Paris never ceases to amaze me; it is unbelievable for me to think that I have lived here for several years now. While being constantly refreshing, the city also has the power to make people feel nostalgic. Every time I think back on my life, I end up thinking about Paris and its unique and difficult character.
I moved to Paris the year I graduated high school. Having studied French from a young age, I was familiar with the unique sounds of the language. However, my experiences during the first couple days there lead me to realize that the communication aspect resided in a different realm. While I made the constant effort, many nights were spent feeling a sense of discouragement.
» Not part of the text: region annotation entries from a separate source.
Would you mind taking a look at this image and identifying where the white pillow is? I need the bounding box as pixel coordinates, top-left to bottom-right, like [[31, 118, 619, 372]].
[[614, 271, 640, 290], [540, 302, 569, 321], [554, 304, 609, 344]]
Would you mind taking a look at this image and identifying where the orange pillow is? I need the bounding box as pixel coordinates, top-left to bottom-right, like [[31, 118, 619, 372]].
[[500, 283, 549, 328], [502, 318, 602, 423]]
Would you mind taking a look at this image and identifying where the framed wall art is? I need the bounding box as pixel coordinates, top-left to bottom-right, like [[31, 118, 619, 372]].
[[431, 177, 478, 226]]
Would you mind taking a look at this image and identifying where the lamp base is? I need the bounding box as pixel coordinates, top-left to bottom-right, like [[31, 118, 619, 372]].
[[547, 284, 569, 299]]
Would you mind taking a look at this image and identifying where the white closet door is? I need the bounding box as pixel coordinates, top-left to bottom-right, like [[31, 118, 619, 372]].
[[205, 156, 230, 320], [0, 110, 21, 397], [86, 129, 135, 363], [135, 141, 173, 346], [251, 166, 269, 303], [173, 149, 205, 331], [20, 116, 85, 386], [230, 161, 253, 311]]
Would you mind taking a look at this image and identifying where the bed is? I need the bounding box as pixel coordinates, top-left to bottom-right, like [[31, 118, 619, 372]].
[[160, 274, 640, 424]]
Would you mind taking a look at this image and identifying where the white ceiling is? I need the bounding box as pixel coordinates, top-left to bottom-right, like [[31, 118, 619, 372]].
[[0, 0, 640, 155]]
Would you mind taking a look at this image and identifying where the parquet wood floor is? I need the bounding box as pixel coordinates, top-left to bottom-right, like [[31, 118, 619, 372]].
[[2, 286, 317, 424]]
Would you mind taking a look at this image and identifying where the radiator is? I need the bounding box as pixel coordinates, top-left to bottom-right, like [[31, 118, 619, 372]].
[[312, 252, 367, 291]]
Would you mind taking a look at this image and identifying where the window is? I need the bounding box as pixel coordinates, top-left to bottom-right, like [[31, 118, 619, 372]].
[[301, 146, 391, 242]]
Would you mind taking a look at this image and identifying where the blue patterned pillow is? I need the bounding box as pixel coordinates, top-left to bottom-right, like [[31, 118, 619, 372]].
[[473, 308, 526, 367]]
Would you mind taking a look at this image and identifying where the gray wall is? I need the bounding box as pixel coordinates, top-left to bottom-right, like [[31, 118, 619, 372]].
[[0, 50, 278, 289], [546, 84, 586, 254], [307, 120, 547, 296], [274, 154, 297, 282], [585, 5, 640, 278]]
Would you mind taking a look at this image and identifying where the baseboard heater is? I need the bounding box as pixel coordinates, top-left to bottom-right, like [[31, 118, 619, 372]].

As Paris experienced societal change within the country over the years through events such as the Charlie Hebdo Shootings and terrorist attacks, I too unconsciously seemed to have experienced my own internal revolution during my time here.
Spending my first years in Jordan, I started playing the piano the same time I returned to Japan at the age of 4. In kindergarten, I was the kind of child who often cried when was scolded by my teacher, or when I unintentionally hurt a friend’s feelings. My sensitive and aware natures lead me to be a very timid child. In elementary school, I was introduced to the realities of developing countries, clashing religions, and about the activities of UNICEF and the United Nations. This further expanded my scope of awareness, now to the whole world. This was also around the time I decided to solely dedicate my spare time on playing the piano, eliminating all other extracurricular activities I indulged upon. Determined to pursue my passion, I transferred to Toho Gakuen Music High School, relocating myself to a musically focused environment. As I spent my days going to concerts, building relationships with fellow musicians and enhancing my abilities as a pianist, life felt complete. However, such enriched experiences made me question whether I needed a new challenge. I decided to apply for the Conservatoire de Paris soon after.
It has been six years since my decision to move to Paris, if I were to lay out my usual days, this is what it will look like.
8am: Wake Up, Jog, Breakfast
10am～: Practice at home
1pm～: Lunch, Class, Take a Walk, Study outside or in the Library
6pm～: Practice at School
9:30pm～12:30am: Dinner with friends, watch a movie
Photo: The Conservatoire de Paris
Ever since moving to Europe, I established a habit to take walks while listening to the sounds around me. Whenever I reach a dead end in practice, I walk around the Bois de Boulogne or the Parc de Monceau, taking advantage of the beautiful scenery of Paris.
As a Pianist, acquiring a desirable location to practice the instrument is a challenge. The walls of many Parisian apartments are thin and old. I receive complaints from the couple living beneath me on a daily basis. I remember feeling devastated when I was asked to “lower the volume”, already having been playing Mozart as light as I can. Currently, I have made an arrangement with my landlord to notify me whenever my neighbors are out of town on a vacation. When they are gone, I give it my all. When they are here, I play carefully, looking out and analyzing their facial expressions from time to time. During the night time, I practice at school. However, despite our daily conflicts, we still attain a strong relationship. Just the other day, they were telling me how they loved visiting Japan.
The city of Paris is one of a kind. For the better or for worse, people of Paris take the rough with the smooth. I often enjoy people-watching during my rides on the metro, viewing the unique individuals. Whether it’s a lady with extreme sense of style, a group of pickpockets, an elderly couple holding hands, or a man skillfully playing an instrument; everyone is different. Yet, all are guided by the same baseline of expressing the sense of “self”. Differences often cause conflict. However, the accepting nature of Paris allows such differences to coexist. Living in this environment, I am still in the midst of figuring out the ways of how I can express my “self”…
Gabrielle Chanel, like me, was also an artist who lived under the unique environment of Paris. I am extremely thankful for the organizers and audience for giving me the opportunity to perform for The CHANEL Pygmalion Days program; an event in which symbolizes the spirit and represents the thoughts of Gabrielle Chanel. Each of the six of my recitals will be telling a different story, all eloquent and moving. It is my honor to be allowed to communicate with each and every one of you through my music. Please enjoy the show.